Get out the microscope, because we’re going through this poem line-by-line.
Line 25-27
It tears off the veil; tears
the temptation, the
mist the heart wears,
- In other words, the mind strips everything down to what it truly is. No hooey, no fluff—just the truth.
- Our speaker now talks about the mind and its relation to the heart, and the mind comes out much stronger, and much clearer. It's not hiding behind a veil.
- In fact, the mind almost takes care of the heart, cleaning up the foggy mist that the heart wears like a jacket or sweater. If the heart wears a mist, it probably can't see very well.
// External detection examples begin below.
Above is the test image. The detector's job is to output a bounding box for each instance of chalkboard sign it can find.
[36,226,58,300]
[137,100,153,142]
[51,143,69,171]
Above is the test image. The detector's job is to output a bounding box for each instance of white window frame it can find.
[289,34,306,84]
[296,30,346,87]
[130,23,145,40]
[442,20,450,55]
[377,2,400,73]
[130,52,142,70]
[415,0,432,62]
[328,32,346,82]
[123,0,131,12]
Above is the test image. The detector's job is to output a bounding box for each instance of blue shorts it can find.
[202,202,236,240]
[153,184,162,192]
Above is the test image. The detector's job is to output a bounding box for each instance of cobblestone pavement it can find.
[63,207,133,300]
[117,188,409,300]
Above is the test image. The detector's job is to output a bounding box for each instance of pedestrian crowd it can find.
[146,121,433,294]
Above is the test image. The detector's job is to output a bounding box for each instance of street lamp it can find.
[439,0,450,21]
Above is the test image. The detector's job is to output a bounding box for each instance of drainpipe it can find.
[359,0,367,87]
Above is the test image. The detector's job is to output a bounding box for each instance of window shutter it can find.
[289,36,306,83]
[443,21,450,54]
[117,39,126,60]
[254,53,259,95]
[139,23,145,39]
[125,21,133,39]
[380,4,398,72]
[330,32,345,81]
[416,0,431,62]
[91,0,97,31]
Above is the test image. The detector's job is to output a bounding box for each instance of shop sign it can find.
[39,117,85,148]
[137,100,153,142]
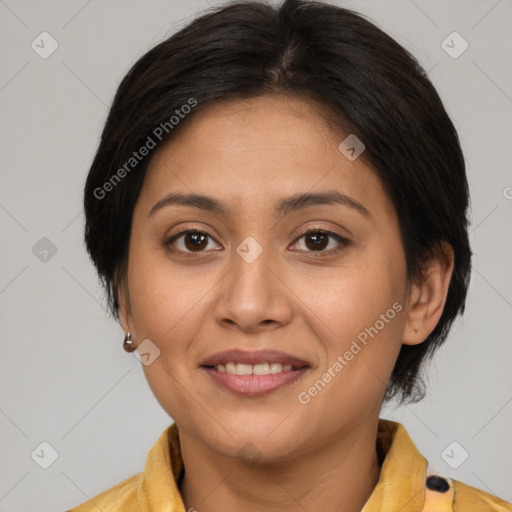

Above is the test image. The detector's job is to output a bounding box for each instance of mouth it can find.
[200,350,311,396]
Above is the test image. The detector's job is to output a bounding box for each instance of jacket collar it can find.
[137,419,427,512]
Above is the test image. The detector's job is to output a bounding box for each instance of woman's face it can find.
[121,96,416,461]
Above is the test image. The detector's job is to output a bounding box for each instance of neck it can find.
[180,418,380,512]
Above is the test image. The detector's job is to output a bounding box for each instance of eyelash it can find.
[165,228,352,257]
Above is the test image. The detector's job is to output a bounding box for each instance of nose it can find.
[214,244,293,332]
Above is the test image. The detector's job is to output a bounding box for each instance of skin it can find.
[120,95,453,512]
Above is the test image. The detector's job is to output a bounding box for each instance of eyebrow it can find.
[148,190,371,218]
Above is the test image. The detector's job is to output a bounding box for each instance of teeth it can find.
[215,362,292,375]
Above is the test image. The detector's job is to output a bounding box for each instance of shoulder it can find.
[66,473,142,512]
[421,475,512,512]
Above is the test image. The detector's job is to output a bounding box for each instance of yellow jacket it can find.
[66,419,512,512]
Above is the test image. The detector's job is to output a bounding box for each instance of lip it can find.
[199,349,311,396]
[199,349,310,368]
[201,366,310,396]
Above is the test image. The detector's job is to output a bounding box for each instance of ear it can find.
[402,242,454,345]
[117,278,138,346]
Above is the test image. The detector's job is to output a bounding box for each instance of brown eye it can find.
[166,230,218,252]
[290,229,350,254]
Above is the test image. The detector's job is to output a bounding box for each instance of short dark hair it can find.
[84,0,472,403]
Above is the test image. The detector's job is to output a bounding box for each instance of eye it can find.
[166,229,220,253]
[290,229,350,254]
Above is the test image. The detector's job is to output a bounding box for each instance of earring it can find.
[123,332,136,353]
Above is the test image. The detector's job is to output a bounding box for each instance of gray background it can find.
[0,0,512,512]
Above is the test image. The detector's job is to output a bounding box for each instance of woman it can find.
[72,0,512,512]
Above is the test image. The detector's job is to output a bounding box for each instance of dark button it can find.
[427,475,450,492]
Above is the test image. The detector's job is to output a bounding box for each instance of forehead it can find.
[141,95,392,222]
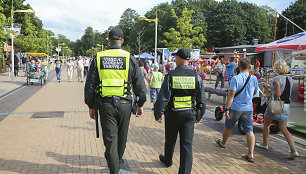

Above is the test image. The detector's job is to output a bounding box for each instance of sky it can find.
[24,0,295,41]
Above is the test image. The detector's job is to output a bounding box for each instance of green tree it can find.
[276,0,306,39]
[162,8,206,50]
[240,2,272,44]
[0,1,9,55]
[118,8,139,45]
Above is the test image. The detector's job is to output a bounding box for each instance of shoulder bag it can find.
[267,77,290,114]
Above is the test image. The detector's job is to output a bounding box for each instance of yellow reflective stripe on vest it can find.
[172,76,195,89]
[173,96,192,109]
[97,49,130,97]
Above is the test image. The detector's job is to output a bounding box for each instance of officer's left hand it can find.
[136,107,143,117]
[225,110,230,119]
[196,119,202,123]
[156,118,163,123]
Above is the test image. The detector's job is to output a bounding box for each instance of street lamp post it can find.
[97,43,104,51]
[11,0,34,83]
[138,8,158,64]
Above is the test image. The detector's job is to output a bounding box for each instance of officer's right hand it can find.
[136,107,143,117]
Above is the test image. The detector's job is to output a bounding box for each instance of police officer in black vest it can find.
[154,49,206,174]
[85,29,146,174]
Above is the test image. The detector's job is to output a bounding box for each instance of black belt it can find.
[102,97,132,104]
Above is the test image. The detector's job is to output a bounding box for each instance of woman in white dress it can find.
[67,59,74,82]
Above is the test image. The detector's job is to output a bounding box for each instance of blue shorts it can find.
[227,74,234,83]
[225,109,253,132]
[150,88,160,103]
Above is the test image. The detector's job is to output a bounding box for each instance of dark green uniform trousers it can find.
[165,110,195,174]
[99,103,132,174]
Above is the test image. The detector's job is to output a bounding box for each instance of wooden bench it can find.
[204,87,228,104]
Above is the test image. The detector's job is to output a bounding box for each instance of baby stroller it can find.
[215,97,279,135]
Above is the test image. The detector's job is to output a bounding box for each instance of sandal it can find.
[288,151,299,160]
[255,143,269,150]
[216,138,225,149]
[243,155,255,163]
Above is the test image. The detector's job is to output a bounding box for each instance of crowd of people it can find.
[84,29,299,173]
[2,28,299,174]
[5,55,91,83]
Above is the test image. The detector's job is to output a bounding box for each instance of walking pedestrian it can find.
[138,61,149,82]
[41,57,49,83]
[149,65,164,109]
[77,56,84,83]
[216,58,258,162]
[21,56,27,74]
[84,57,89,77]
[67,59,74,82]
[55,57,62,82]
[144,58,151,73]
[256,59,299,160]
[226,57,236,86]
[14,55,19,76]
[84,28,146,174]
[215,58,226,90]
[154,49,206,174]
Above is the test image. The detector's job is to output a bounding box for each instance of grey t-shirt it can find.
[272,75,293,98]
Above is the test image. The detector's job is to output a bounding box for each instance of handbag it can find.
[267,98,285,114]
[267,77,290,116]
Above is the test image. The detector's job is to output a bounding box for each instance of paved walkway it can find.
[0,71,306,174]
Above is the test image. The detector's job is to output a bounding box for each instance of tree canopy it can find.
[0,0,306,56]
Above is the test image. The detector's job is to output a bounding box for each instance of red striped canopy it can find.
[255,32,306,51]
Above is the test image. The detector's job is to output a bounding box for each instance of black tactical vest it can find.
[169,69,199,109]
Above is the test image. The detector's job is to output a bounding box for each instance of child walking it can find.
[149,65,164,109]
[67,59,74,82]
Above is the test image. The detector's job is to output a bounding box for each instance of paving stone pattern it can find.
[0,68,305,174]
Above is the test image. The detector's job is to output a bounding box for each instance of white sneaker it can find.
[255,143,269,150]
[288,151,299,160]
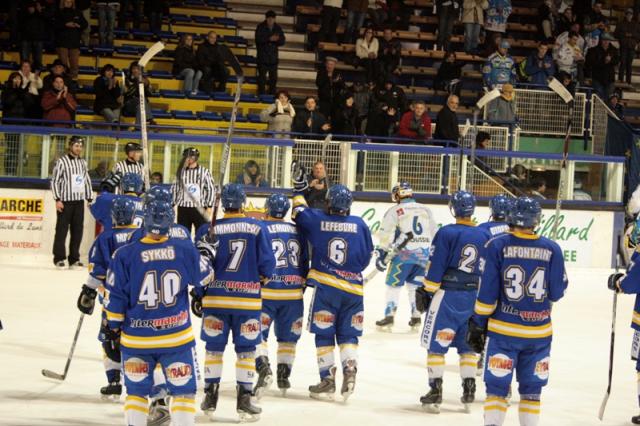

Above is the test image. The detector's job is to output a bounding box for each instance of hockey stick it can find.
[42,314,84,380]
[138,41,164,189]
[363,231,413,285]
[549,78,575,240]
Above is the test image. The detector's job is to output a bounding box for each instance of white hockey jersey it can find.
[378,198,436,265]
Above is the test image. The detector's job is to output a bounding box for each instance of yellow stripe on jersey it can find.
[307,269,364,296]
[262,288,302,300]
[202,296,262,311]
[120,327,194,349]
[488,318,553,339]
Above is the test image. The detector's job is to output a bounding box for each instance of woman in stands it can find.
[173,34,202,95]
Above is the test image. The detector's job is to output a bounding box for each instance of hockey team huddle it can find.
[71,146,640,426]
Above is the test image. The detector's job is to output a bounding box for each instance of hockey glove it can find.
[465,317,487,354]
[607,272,624,293]
[416,287,433,313]
[78,284,98,315]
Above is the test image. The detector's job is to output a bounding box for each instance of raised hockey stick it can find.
[138,41,165,189]
[42,314,84,380]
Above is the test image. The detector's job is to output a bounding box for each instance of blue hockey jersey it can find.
[104,237,213,354]
[262,220,309,300]
[292,196,373,296]
[196,214,276,314]
[474,232,567,341]
[424,219,487,293]
[89,192,144,231]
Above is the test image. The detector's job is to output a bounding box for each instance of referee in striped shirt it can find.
[51,136,93,268]
[173,148,216,232]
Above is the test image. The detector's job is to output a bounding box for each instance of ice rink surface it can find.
[0,265,638,426]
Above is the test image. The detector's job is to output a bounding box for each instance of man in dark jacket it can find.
[433,95,460,142]
[255,10,285,95]
[291,96,331,135]
[586,33,620,102]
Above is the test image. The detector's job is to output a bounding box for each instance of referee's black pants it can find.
[53,200,84,265]
[178,206,207,238]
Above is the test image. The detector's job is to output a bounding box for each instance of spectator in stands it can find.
[553,31,584,80]
[524,42,556,86]
[487,83,516,123]
[255,10,286,95]
[614,9,640,84]
[484,0,513,48]
[398,101,431,143]
[433,95,460,143]
[356,27,380,83]
[433,52,464,96]
[42,76,78,127]
[97,1,120,47]
[20,1,48,69]
[236,160,269,188]
[316,56,344,120]
[435,0,461,52]
[378,28,402,82]
[260,90,296,138]
[196,31,229,93]
[585,33,620,100]
[331,92,358,135]
[343,0,369,43]
[291,96,331,134]
[482,40,516,90]
[173,34,202,95]
[462,0,489,54]
[122,62,154,124]
[318,0,342,43]
[93,64,122,123]
[55,0,89,80]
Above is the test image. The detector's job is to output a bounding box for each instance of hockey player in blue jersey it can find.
[105,201,213,426]
[78,197,137,398]
[466,197,567,426]
[196,183,276,420]
[89,173,144,231]
[376,182,436,330]
[292,181,373,401]
[416,191,487,413]
[254,194,309,399]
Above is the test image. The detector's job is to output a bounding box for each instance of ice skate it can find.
[276,364,291,396]
[376,316,393,333]
[253,356,273,401]
[200,383,220,418]
[460,379,476,413]
[236,386,262,423]
[420,379,442,414]
[309,367,336,401]
[100,382,122,402]
[409,317,422,332]
[340,366,358,402]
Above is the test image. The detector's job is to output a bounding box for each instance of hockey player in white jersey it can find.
[376,182,436,331]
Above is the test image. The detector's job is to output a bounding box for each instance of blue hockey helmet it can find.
[111,196,136,226]
[221,183,247,210]
[489,194,513,220]
[507,197,542,228]
[264,194,291,219]
[120,173,144,194]
[391,181,413,202]
[449,191,476,217]
[327,184,353,215]
[144,200,174,235]
[144,185,173,204]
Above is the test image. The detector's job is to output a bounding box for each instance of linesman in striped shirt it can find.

- Our speaker is also sitting pretty comfy in that declarative mode we talked about earlier. Now she's saying what the mind is or does, rather than the comparative mode, where she says what the mind is like.
- The idea here seems to be that the mind can see through what the heart can't. Maybe she's pointing to the fact that the heart is what we associate emotions with, while the mind is all about reasoning and thoughts.
Lines 28-30
from its eyes—if the heart
has a face; it takes apart
dejection. It's fire in the dove-neck's
- The beginning of line 28 connects to the previous lines about the heart. Our speaker has said that the mind tears the veil from the eyes of the heart. Then she ponders for a moment about whether or not the heart has a face to even hold those eyes in the first place. To which we say, good question.
- Dejection is a sad, depressed state. If the mind takes it apart, as our speaker writes, that doesn't necessarily mean it destroys it, but maybe it tries to make sense of it.
- At the end of line 30 our speaker returns to the dove's neck from lines 21-22. Notice how she doesn't put the "dove" and the "neck" on two different lines this time. It's a bit clearer now what she's talking about.
- So the mind tries to make sense of depression, and we're looking at the dove-neck metaphor once again. Bring on the finale, speaker. We are so ready to find out what that dove neck is all about.